# Age limit for breeding with orchids?



## Wonderpants (Jan 10, 2022)

I have 2 adult females, the older of which is now about 18 months old, and the other one is a couple of months younger. 
 

I tried breeding the older one back in June, but the first mating seemed to be unsuccessful, and she ate the male on the second attempt.

I’ve now got a chance at getting 1 or maybe 2 adult males for another attempt at breeding, but I’m just wondering if the females are now too old.


----------



## hibiscusmile (Jan 11, 2022)

They may be, but I would


----------



## The Wolven (Jan 14, 2022)

Personally I wouldn't since the strain just might be too much for them. They're quite old now and I'd want to keep them around for as long I could. It's your choice however. I would stick with breeding the younger female.


----------



## agent A (Jan 15, 2022)

18 months as adults? wow! I've seen them make 8 months after the final molt, but 18?! Ok I will say my first go-around with these was horrible, but I was like 13

This second go-around hasn't been 18 months long yet, in fact, it has only been 6 months since the first females became adult. The first few have laid 3 ooths so far

males are a different matter. I've seen males make it to 3 months as adult, but nobody over 9 weeks is interested in mating any longer

usually I use males between 3 and 6 weeks old for matings

also shout out to @hibiscusmile for sending me 3 adult males. 2 of the 3 are eaten but at least 1 got the job done, and I have a fresh adult female and 2 sub males!


----------



## Wonderpants (Mar 5, 2022)

The older one passed away this week at the grand old age of approx 21 months (I got her as a L2 around the end of July 2020). 

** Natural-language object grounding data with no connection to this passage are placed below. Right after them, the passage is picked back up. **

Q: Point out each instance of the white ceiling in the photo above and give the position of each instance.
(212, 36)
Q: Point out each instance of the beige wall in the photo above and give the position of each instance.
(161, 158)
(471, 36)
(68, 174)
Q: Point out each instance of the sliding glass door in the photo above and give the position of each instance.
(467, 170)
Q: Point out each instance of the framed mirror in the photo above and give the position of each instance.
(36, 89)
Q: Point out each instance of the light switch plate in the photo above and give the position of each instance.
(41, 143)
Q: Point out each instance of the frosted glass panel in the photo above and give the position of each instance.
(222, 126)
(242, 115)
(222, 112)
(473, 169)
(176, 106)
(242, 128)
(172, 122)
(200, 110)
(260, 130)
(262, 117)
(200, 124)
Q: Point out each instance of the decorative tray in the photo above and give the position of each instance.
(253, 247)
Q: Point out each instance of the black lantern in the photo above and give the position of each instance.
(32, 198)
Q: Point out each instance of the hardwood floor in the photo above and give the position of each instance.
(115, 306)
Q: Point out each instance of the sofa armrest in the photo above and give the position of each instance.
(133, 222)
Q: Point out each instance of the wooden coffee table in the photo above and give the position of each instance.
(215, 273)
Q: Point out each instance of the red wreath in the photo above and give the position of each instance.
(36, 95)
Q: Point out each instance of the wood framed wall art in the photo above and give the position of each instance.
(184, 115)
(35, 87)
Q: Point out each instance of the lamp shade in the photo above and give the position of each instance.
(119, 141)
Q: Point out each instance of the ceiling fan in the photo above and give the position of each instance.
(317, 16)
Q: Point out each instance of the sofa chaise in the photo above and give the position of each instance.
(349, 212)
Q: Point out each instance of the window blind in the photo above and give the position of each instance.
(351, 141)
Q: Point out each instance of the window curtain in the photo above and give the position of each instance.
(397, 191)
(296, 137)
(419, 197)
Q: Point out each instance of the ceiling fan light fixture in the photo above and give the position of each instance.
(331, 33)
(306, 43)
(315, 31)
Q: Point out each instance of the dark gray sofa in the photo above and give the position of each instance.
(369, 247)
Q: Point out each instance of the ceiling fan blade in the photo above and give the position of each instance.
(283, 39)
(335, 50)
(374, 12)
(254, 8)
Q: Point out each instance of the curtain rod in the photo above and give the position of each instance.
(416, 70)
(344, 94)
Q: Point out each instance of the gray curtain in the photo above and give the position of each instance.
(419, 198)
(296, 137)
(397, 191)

The younger one laid an ootheca last Friday though.  Roughly how long will it take to hatch?


----------



## Wonderpants (Mar 5, 2022)

agent A said:


> 18 months as adults? wow! I've seen them make 8 months after the final molt, but 18?! Ok I will say my first go-around with these was horrible, but I was like 13



Heh, she certainly didn’t go 18 months as an adult. I didn’t keep an exact note of when she did moult to adult, but it was sometime between mid April to May 2021, so she still made it to 9 months as an adult


----------